Accumulating evidence supports an association between nephron number and susceptibility to kidney disease. However, it is not yet possible to directly measure nephron number in a clinical setting. Recent clinical studies have used glomerular density from a single biopsy and whole kidney cortical volume from imaging to estimate nephron number and single nephron glomerular filtration rate. However, the accuracy of these estimates from individual subjects is unknown. Furthermore, it is not clear how sample size or biopsy location may influence these estimates. These questions are critical to study design, and to the potential translation of these tools to estimate nephron number in individual subjects.

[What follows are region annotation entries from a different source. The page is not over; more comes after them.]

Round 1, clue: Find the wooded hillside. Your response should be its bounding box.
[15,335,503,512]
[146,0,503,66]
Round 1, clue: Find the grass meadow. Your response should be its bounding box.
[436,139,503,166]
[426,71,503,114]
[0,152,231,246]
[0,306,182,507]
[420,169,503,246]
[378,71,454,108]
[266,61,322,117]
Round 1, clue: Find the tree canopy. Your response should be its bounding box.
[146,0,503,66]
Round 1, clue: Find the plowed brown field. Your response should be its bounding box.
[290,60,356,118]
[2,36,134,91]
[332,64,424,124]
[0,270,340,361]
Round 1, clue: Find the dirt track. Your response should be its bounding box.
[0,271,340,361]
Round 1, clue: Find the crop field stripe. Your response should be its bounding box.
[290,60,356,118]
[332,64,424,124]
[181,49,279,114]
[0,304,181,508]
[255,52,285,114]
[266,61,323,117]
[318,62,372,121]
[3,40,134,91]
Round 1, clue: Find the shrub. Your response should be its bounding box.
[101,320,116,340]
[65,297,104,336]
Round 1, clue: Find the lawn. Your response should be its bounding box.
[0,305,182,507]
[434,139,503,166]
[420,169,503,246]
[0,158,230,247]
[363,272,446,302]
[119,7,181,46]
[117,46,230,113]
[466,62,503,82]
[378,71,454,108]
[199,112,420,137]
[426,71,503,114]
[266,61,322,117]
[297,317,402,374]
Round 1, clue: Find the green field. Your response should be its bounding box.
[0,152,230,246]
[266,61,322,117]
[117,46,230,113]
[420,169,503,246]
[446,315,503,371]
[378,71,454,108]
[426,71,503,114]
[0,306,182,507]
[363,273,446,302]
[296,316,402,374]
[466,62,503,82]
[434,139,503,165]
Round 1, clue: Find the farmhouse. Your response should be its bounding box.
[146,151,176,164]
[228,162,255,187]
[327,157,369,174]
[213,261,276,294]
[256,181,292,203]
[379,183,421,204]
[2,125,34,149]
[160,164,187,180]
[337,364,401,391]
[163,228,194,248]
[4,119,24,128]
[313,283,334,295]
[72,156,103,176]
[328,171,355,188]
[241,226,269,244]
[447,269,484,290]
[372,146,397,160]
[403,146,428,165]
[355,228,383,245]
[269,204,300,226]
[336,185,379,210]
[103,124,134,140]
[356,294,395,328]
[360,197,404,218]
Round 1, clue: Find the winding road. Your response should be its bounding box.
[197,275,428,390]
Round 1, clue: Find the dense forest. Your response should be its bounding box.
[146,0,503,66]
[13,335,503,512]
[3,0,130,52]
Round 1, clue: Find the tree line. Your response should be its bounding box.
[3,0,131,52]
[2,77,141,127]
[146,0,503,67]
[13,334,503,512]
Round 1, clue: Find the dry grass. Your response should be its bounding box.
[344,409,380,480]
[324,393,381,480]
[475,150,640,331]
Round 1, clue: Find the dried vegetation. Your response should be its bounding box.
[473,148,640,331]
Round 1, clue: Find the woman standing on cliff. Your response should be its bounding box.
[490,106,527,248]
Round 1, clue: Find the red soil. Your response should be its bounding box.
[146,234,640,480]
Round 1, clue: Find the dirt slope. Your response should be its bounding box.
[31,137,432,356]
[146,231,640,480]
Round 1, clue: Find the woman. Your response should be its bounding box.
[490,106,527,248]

We measured the variability in estimated nephron number derived from needle or virtual biopsies and cortical volume in human kidneys declined for transplantation. We performed multiple needle biopsies in the same kidney, and examined the three-dimensional spatial distribution of nephron density by magnetic resonance imaging. We determined the accuracy of a single-kidney biopsy to predict the mean nephron number estimated from multiple biopsies from the same kidney.

A single needle biopsy had a 15% chance and virtual biopsy had a 60% chance of being within 20% of the whole-kidney nephron number. Single needle biopsies could be used to detect differences in nephron number between large cohorts of several hundred subjects.

The number of subjects required to accurately detect differences in nephron number between populations can be predicted on the basis of natural intrakidney variability in glomerular density. A single biopsy is insufficient to accurately predict nephron number in individual subjects.

越来越多的证据支持肾单位数量与肾脏疾病易感性之间的关联。然而，目前还不可能在临床环境中直接测量肾单位数量。最近的临床研究使用单次活检的肾小球密度和成像的全肾皮质体积来估计肾单位数量和单肾单位肾小球滤过率。然而，这些来自个体受试者的估计的准确性尚不清楚。此外，尚不清楚样本量或活检位置如何影响这些估计。这些问题对于研究设计以及这些工具估计个体受试者肾单位数量的潜在转化至关重要。

我们测量了来自针或虚拟活检的估计肾单位数量的变异性，并且人肾的皮质体积因移植而下降。我们对同一个肾脏进行了多次穿刺活检，并通过磁共振成像检查了肾单位密度的三维空间分布。我们确定了单肾活检的准确性，以预测根据同一肾脏的多次活检估计的平均肾单位数量。

单针活检有 15% 的机会，虚拟活检有 60% 的机会出现在全肾肾单位数量的 20% 以内。单针活检可用于检测数百名受试者的大群体之间肾单位数量的差异。

准确检测人群之间肾单位数量差异所需的受试者数量可以根据肾小球密度的自然肾内变异性进行预测。单次活检不足以准确预测个体受试者的肾单位数量。